For his next trick, Ben showed as that even if your device (such as a phone or 3rd party Flash/ActiveX) doesn't have support for sending CFID/CFTOKEN cookies or URL parameters, and can't or wont alter their API to pass them, you can create the cookie.cftoken etc in the Application.cfc psuedo constructor (that runs before the request really gets going remember ! SMS API's for instance will often just give you one unique token per-device, so you have to manufacture the cookies from that.
It's also apparently a common problem with security audits that there is a CFID and CFTOKKEN cookie present (even though modern ColdFusion engines use random values, as opposed to just incrementing them like in the old days). Ben has a cool work around that packs the CFID and CFTOKEN in to a single custom cookie, then deletes them from the url and form scopes so users cant override them. Again, the trick is to set CFID and CFTOKEN back in the Applicaiton.cfc pseudo constructor before the request does it's security checked. By setting them to expires 'now' the cookies never get back to the browser. Very cool stuff.
Also interesting was a demo of a bug (or is it just bad but defined behaviour) for several requests starting at same time *when session cookies already set*; such as a initial HTML page with a FRAMESET to two CFML pages. Ben of course has a super-easy fix; just set an exclusive session lock (even though you don't need it) in both onSessionStart() and onRequestStart().

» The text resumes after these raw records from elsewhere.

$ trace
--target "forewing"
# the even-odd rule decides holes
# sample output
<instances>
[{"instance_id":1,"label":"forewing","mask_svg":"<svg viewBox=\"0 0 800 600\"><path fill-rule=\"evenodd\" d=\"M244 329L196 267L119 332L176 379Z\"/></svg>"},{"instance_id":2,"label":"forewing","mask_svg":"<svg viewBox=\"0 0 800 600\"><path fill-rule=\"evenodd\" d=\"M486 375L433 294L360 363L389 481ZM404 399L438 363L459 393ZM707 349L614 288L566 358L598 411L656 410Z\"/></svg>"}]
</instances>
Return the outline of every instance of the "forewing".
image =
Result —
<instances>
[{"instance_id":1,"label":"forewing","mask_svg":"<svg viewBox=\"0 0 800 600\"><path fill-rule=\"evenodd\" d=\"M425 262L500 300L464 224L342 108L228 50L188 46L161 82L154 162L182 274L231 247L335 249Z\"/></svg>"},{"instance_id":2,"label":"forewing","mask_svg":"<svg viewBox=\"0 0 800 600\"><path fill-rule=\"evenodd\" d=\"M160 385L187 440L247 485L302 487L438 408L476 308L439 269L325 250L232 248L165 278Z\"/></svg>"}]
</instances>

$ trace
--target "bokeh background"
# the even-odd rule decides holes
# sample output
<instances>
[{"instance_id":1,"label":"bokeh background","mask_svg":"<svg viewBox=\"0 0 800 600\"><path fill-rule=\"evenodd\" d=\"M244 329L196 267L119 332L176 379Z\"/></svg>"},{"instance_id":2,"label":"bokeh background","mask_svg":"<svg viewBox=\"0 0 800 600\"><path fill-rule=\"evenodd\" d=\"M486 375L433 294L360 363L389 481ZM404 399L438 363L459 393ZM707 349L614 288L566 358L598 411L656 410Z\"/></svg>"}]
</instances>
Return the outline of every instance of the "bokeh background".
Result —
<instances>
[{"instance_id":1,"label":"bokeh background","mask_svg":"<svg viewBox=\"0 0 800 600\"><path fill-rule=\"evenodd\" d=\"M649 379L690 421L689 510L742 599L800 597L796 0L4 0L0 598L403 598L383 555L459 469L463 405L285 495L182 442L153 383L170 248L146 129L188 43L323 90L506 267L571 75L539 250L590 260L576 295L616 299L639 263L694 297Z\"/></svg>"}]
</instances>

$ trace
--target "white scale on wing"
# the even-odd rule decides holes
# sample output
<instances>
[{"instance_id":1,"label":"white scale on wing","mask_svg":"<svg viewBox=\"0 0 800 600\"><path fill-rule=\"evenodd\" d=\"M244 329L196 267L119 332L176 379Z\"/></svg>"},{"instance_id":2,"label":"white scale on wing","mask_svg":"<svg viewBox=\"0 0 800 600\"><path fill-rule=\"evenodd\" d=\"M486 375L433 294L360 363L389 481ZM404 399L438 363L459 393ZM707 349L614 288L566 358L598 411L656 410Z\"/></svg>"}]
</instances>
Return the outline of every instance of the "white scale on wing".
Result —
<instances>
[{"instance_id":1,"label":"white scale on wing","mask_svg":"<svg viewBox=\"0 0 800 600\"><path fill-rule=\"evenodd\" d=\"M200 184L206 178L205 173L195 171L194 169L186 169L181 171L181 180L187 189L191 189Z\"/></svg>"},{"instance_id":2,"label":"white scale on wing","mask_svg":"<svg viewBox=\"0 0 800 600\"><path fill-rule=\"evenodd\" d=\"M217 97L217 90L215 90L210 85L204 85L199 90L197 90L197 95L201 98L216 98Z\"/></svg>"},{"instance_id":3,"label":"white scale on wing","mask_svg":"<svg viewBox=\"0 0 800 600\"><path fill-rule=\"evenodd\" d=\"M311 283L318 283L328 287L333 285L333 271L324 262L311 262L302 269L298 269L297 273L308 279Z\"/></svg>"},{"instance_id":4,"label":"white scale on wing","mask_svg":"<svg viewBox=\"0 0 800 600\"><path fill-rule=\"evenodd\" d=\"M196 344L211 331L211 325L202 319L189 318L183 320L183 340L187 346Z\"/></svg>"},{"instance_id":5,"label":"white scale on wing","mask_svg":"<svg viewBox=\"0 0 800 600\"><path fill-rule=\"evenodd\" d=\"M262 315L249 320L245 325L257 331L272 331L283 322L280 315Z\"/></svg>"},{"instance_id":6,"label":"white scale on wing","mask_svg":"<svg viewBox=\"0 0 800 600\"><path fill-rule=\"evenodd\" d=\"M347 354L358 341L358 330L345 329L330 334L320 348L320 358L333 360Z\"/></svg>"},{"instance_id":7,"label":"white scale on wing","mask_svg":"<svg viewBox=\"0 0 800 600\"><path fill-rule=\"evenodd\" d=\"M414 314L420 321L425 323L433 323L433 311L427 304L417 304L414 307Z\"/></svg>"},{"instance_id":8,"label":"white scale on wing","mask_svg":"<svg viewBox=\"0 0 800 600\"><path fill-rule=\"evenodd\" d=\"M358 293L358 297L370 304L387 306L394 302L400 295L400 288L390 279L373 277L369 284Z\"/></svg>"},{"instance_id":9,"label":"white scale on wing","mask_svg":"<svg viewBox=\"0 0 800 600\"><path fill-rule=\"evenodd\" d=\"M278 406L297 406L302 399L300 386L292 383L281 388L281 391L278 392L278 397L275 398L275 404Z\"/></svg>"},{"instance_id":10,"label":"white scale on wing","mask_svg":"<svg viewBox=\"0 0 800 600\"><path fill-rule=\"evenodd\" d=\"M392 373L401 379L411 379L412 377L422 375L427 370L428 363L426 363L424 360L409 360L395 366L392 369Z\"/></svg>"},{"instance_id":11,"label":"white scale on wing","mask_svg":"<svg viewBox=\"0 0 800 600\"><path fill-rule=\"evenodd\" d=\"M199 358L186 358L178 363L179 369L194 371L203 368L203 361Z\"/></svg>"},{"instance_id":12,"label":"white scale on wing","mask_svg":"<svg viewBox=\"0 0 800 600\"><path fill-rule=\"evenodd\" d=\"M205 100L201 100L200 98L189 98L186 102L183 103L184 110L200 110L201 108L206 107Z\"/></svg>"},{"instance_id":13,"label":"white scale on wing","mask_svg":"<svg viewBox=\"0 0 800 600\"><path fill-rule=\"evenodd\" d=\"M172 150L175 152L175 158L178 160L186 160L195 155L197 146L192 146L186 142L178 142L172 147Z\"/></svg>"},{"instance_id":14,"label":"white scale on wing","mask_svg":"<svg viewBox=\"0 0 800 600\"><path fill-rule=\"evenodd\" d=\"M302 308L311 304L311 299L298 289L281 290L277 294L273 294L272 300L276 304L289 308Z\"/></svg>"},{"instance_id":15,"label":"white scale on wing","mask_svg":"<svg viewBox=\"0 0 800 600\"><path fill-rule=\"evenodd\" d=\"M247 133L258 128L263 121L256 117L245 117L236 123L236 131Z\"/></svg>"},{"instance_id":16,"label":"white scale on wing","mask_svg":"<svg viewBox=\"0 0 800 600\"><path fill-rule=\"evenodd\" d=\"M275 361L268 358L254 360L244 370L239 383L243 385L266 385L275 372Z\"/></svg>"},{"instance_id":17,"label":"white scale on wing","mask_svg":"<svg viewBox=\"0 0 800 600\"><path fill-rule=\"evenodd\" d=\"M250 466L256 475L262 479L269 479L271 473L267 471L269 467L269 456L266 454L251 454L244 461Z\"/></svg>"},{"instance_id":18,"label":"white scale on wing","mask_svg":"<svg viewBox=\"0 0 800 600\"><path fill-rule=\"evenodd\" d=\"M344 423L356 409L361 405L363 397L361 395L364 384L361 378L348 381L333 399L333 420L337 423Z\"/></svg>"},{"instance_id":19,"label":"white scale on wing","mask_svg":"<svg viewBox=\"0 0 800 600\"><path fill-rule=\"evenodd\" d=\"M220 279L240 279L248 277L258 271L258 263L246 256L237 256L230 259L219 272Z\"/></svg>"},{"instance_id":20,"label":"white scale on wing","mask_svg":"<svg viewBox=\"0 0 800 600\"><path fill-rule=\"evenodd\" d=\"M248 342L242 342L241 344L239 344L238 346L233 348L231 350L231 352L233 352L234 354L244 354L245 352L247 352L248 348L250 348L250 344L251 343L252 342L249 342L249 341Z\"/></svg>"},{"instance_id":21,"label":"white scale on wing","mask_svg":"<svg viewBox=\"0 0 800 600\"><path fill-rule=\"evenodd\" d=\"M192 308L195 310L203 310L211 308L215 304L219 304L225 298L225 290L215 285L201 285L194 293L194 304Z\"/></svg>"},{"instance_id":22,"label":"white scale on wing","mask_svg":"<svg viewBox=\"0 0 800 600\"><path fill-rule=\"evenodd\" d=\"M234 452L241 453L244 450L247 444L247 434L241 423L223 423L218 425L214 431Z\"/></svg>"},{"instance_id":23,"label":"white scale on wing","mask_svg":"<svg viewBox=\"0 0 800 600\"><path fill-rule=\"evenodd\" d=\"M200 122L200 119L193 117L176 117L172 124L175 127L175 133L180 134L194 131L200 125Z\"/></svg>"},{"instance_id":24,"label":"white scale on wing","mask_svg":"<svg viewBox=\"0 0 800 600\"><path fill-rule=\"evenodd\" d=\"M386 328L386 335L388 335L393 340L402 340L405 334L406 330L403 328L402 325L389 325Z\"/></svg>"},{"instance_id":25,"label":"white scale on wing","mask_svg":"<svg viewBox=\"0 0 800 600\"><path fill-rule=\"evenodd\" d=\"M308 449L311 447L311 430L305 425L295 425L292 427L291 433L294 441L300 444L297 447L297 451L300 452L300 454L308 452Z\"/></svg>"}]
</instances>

As well as showing how to minimise memory usage by only creating long lived sessions for real people (as opposed to search spiders) or logged in users, there was also a variation on the CFID/CFTOKEN recreation that worked by encrypting them to a replacement cookie, then decrypting them. Again the trick was to make this transparent to the code was to decrypt outside any method in Application.cfc This technique means you can have call a CFC just by appending a simple key to the URL, and it'll still get the same session.